= Alternative tourism =

Form of tourism

Alternative tourism combines tourist products or individual tourist services, different from mass tourism by means of supply, organization and the human resources involved. Other examples of different terms include "intelligent" or "motivated tourism." In addition, "anti-tourism" or "participative tourism" are some others. It's centered around natural, social, and community value in which allow both host and guest to enjoy positive, worthwhile and shared experience.

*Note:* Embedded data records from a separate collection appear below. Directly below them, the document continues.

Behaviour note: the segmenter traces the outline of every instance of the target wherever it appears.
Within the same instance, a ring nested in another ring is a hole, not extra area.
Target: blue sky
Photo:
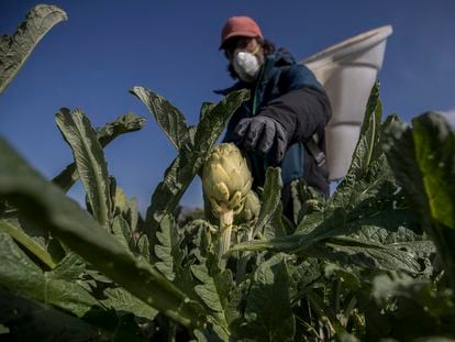
[[[0,34],[12,34],[41,1],[2,0]],[[455,1],[69,1],[49,2],[69,20],[38,44],[0,96],[0,134],[45,177],[71,162],[54,115],[80,108],[95,126],[133,111],[145,128],[106,148],[110,174],[141,211],[176,152],[141,101],[129,93],[149,88],[196,123],[212,90],[231,85],[218,51],[220,30],[231,15],[256,19],[264,35],[300,60],[335,43],[385,24],[393,26],[379,78],[384,113],[410,121],[426,110],[455,120]],[[81,201],[77,185],[70,196]],[[195,181],[182,205],[201,206]]]

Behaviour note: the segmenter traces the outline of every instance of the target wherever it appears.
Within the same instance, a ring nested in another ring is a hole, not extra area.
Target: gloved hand
[[[277,120],[256,115],[238,121],[233,132],[235,143],[246,150],[269,153],[269,162],[278,165],[285,156],[290,133]]]

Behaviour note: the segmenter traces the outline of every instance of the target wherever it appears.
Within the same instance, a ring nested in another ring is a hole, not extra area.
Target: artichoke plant
[[[235,222],[240,223],[254,223],[259,217],[260,201],[259,197],[254,190],[249,190],[245,196],[245,202],[243,210],[235,218]]]
[[[232,143],[213,148],[203,165],[202,188],[214,216],[220,219],[220,258],[230,247],[234,214],[242,211],[252,183],[246,158]]]

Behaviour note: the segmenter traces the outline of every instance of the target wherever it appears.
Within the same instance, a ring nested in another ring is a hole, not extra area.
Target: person
[[[280,166],[281,200],[292,214],[290,183],[307,185],[329,196],[324,129],[332,110],[322,85],[304,65],[297,64],[285,48],[265,40],[249,16],[231,16],[221,31],[220,51],[229,60],[236,82],[217,93],[249,89],[231,118],[223,142],[234,142],[249,159],[253,187],[264,185],[268,166]]]

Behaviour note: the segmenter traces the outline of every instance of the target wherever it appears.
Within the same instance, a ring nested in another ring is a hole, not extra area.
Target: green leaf
[[[118,214],[114,217],[112,221],[112,233],[115,236],[116,241],[119,241],[125,251],[130,251],[130,241],[132,240],[132,232],[125,219],[122,216]]]
[[[152,195],[146,214],[148,233],[155,232],[163,218],[175,211],[181,196],[200,170],[234,110],[246,98],[245,91],[232,92],[203,115],[195,134],[192,151],[180,151],[166,170],[164,180],[158,184]]]
[[[381,118],[382,106],[379,100],[379,84],[376,82],[368,99],[360,139],[357,142],[349,167],[351,173],[358,175],[365,172],[370,163],[382,153],[379,144]]]
[[[102,147],[106,147],[122,134],[142,130],[146,121],[145,118],[137,117],[133,112],[127,112],[116,118],[113,122],[107,123],[103,128],[97,129],[98,141]]]
[[[186,327],[203,320],[198,307],[156,268],[135,258],[64,192],[33,170],[0,140],[0,197],[48,229],[95,268],[132,295]],[[7,268],[8,269],[8,268]]]
[[[97,221],[104,227],[111,221],[109,174],[104,154],[88,118],[75,110],[60,109],[56,115],[58,129],[73,150],[80,179]]]
[[[141,299],[132,296],[129,291],[121,287],[107,288],[103,291],[107,299],[100,300],[101,304],[115,311],[126,311],[134,313],[137,317],[143,317],[153,320],[158,313],[157,310],[144,304]]]
[[[145,119],[137,117],[133,112],[119,117],[115,121],[106,124],[102,129],[97,129],[97,139],[101,147],[106,147],[111,141],[121,134],[141,130],[145,124]],[[62,173],[52,180],[62,189],[68,191],[79,179],[76,163],[69,164]]]
[[[281,254],[260,264],[246,298],[246,337],[256,341],[293,341],[295,317],[289,275]]]
[[[196,293],[203,302],[213,311],[223,313],[228,304],[228,296],[232,285],[232,273],[225,269],[220,273],[209,274],[206,264],[191,265],[191,272],[202,285],[195,287]],[[223,322],[225,323],[225,321]]]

Alternative tourism in rural areas and indigenous territories has been promoted in countries like Mexico as a local development strategy that can be integrated with environmental conservation.

== Forms ==

The term "alternative tourism" tries to include the concepts of active tourism as well as explorer and encounter travel even with the concept of committed tourism. The following lists try to enumerate some of the styles of alternative tourism.

=== Active tourism ===
- hiking
- trekking
- biking
- adventure tourism
- snowshoeing
- ski mountaineering
- rafting
- diving
- caving
- climbing
- horseback riding

=== Explore and encounter travel ===
- historical places
- archeological sites
- foreign communities
- foreign cultures
- rural tourism
- ecotourism
- cultural and historical heritage
- wine
- traditional cuisine
- ethnography
- traditional music
- handicrafts

=== Committed tourism ===
- voluntary service overseas
- aid and assistance
- archeological digs
- international work camps
- justice
- solidarity tourism
- religion

== Terminology critiques ==
Since the term alternative is ambiguous, there are numerous critical remarks stating that the concept is only " (...) a fashionable idea among those who are dissatisfied with the nature of mass tourism (...)". The critics state, that alternative tourism lacks a clear definition of what is the tourism style alternative to. The origins of the term can be found in two alternating concepts:
- Rejection of modern mass consumerism
- Concern about the social impact in third-world countries

Others express their critical opinions regarding the term as fetish-adjective, miracle-word, mythical-term.